Nicolás FERNÁNDEZ-MEDINA

2020-2021

François Chevalier fellow

Pennsylvania State University

Vitalist Modernity and the Boundaries of Life: Resuscitation and the Resuscitated Body in Spanish Science and Literature, 1650-1900

Nicolás Fernández-Medina earned his PhDs in Modern Spanish Literature and Humanities at Stanford University. He is currently Assoc. Prof. of Spanish and Philosophy at Pennsylvania State University (PSU). His interdisciplinary research focuses on the intersections of literature, philosophy, and science in eighteenth- to early twentieth-century Spain and has appeared in various academic and professional publications. In addition to his teaching and academic experience, Fernández-Medina serves extensively as editor and board member on numerous journals. He is the cofounder of the Iberian Modernist Studies Forum at PSU and serves as Series Editor for McGill-Queen’s Iberian and Latin American Cultures series. His research has been supported by the National Endowment for the Humanities, Benjamin Franklin Institute, Edward & Dorothy Clarke Kempf Memorial Fund, Institute of Arts and Humanities, Public Humanities Scholar Program, Hasso Plattner Institute, and Instituto Camões.

Projet de recherche

Few phenomena have stirred our imaginations and fears as much as resuscitation. How is it that a deceased body with no visible or measurable signs of vitality can be reanimated and infused with new life? In recent years, topics such as biopower, biopolitics, embodiment, and vitalism have exploded in various fields. While fundamental questions of body and life have been addressed by leading contemporary philosophers and social theorists from Canguilhem to Braidotti, we still do not have a clear understanding of one of modernity’s greatest discoveries in this arena: the practice of resuscitation. To be sure, resuscitation has always problematized the realm of science.

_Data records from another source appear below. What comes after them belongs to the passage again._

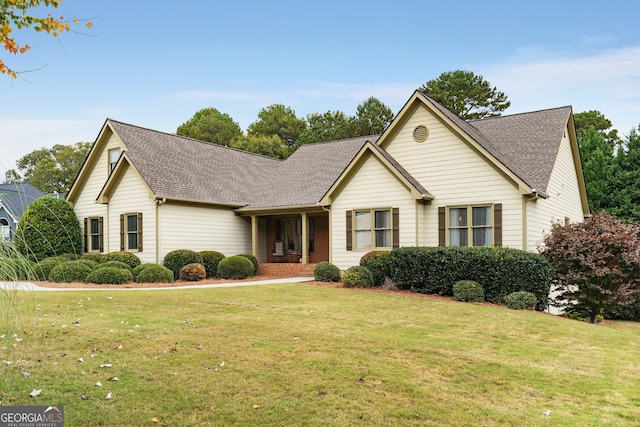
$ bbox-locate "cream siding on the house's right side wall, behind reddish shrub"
[527,131,584,251]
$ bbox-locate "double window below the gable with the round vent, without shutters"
[447,205,493,246]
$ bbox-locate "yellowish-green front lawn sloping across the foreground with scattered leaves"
[0,284,640,426]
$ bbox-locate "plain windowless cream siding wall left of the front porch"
[158,203,251,262]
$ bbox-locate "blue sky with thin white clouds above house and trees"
[0,0,640,180]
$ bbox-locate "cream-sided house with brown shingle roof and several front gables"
[67,91,589,269]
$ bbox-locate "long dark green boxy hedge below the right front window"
[389,247,556,310]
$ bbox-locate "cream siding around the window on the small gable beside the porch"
[331,156,416,270]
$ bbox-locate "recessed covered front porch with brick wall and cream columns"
[241,207,330,265]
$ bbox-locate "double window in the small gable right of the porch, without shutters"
[354,209,392,249]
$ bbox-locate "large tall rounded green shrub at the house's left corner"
[15,196,82,261]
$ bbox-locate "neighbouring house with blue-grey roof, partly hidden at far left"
[0,183,46,242]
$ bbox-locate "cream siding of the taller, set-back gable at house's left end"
[73,134,124,247]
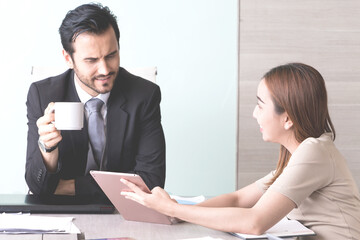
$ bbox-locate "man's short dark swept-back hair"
[59,3,120,56]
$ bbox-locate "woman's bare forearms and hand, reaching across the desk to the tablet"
[121,179,295,234]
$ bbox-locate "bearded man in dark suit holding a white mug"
[25,4,165,200]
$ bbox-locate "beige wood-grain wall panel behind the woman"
[238,0,360,187]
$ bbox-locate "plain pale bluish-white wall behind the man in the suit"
[0,0,238,195]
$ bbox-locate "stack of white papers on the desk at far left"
[0,213,80,234]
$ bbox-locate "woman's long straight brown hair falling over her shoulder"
[263,63,335,186]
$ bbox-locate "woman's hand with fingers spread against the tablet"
[120,178,177,216]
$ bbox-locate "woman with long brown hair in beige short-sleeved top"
[121,63,360,239]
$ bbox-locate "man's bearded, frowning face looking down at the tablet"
[63,27,120,97]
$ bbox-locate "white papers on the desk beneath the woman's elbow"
[232,217,315,239]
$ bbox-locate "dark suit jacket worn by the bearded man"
[25,67,165,199]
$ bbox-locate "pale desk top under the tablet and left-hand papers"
[0,214,239,240]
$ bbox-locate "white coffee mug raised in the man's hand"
[54,102,84,130]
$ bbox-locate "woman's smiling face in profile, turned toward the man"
[253,79,287,144]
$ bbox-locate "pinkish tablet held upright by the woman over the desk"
[90,170,176,224]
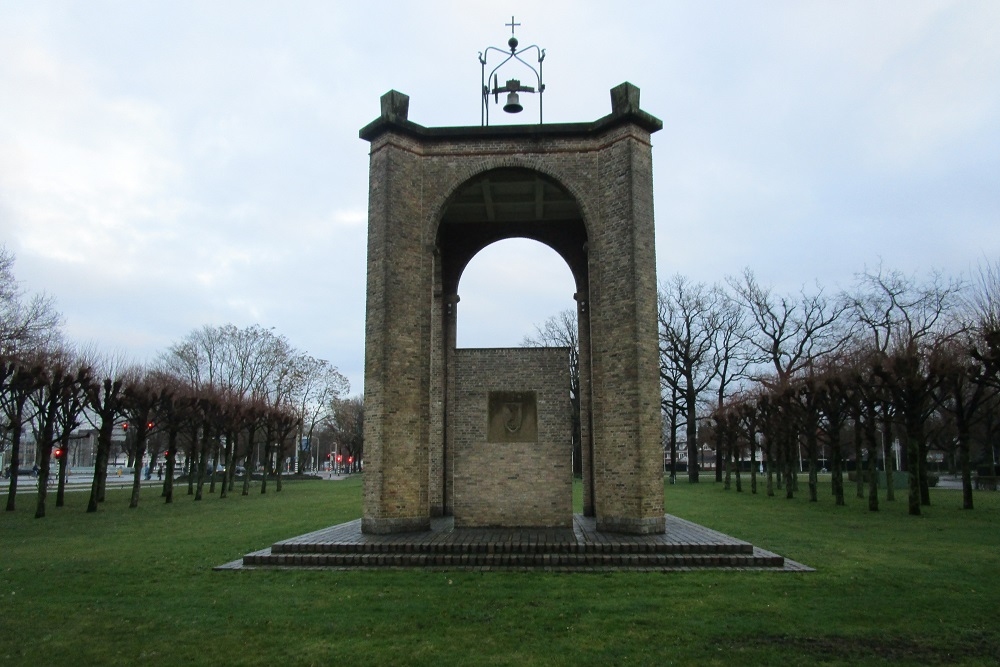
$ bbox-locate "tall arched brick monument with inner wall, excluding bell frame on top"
[360,83,665,535]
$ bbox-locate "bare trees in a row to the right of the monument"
[660,263,1000,514]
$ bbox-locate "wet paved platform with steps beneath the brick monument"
[216,514,812,572]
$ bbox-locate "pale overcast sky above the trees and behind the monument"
[0,0,1000,392]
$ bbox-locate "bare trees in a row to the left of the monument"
[0,248,363,517]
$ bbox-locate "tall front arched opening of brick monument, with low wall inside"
[430,168,589,527]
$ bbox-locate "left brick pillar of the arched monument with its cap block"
[362,91,433,533]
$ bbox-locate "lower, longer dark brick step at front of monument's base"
[243,549,784,569]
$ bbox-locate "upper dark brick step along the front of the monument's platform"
[271,540,753,556]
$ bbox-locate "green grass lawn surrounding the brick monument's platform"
[0,478,1000,667]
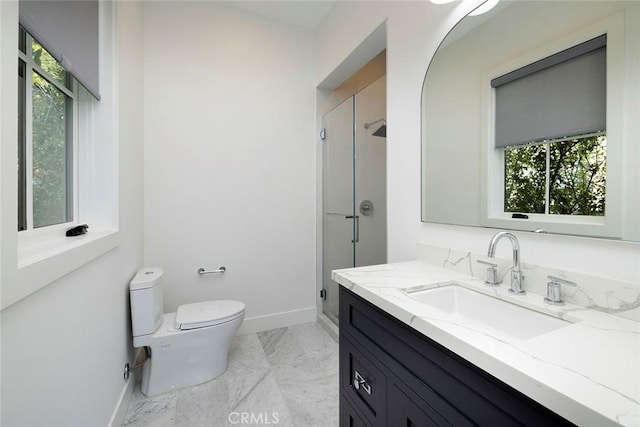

To this day, the most advanced technologies and instruments of measurement cannot offer any definitive answer to the enduring inquiry about bodily life we find formulated in Hippocrates’s On the Nature of Man: where does life dwell in the body? The cultural impact of resuscitation and its place within modernity, including its engagement with hagiography, galvanism, romantic organicism, physiological medicine, fin-de-siècle obscurantism, avant-garde vitalism, vampirism, and zombieism remains to be told. The truth is that the cultural significance of resuscitation in Spain (and Europe more broadly) between 1650 and 1900 remains chronically understudied, and no monograph to date has systematically addressed it. Nicolás Fernández-Medina’s project will begin to reconstruct this history.

Sélection de publications

-  “Antonio Machado en diálogo con Emmanuel Lévinas: El compromiso con la objetividad y la otredad.” Fernández-Medina, N. Hispanic Review, vol. 88, no. 4, 2020, pp. 373-394.

- “The Defeated Subjects of Spanish Modernity: Progress and the Anatomy of Fatigue in José de Letamendi’s Sociocultural Theory.” Fernández-Medina, N. Bulletin of Spanish Studies, vol. 96, no. 10, 2019, pp. 2-29. 

- Life Embodied: The Promise of Vital Force in Spanish Modernity. Fernández-Medina, N.McGill-Queen’s UP, 2018.

- Modernism and the Avant-garde Body in Spain and Italy. Routledge, 2016. Fernández-Medina, N. & Maria Truglio, eds.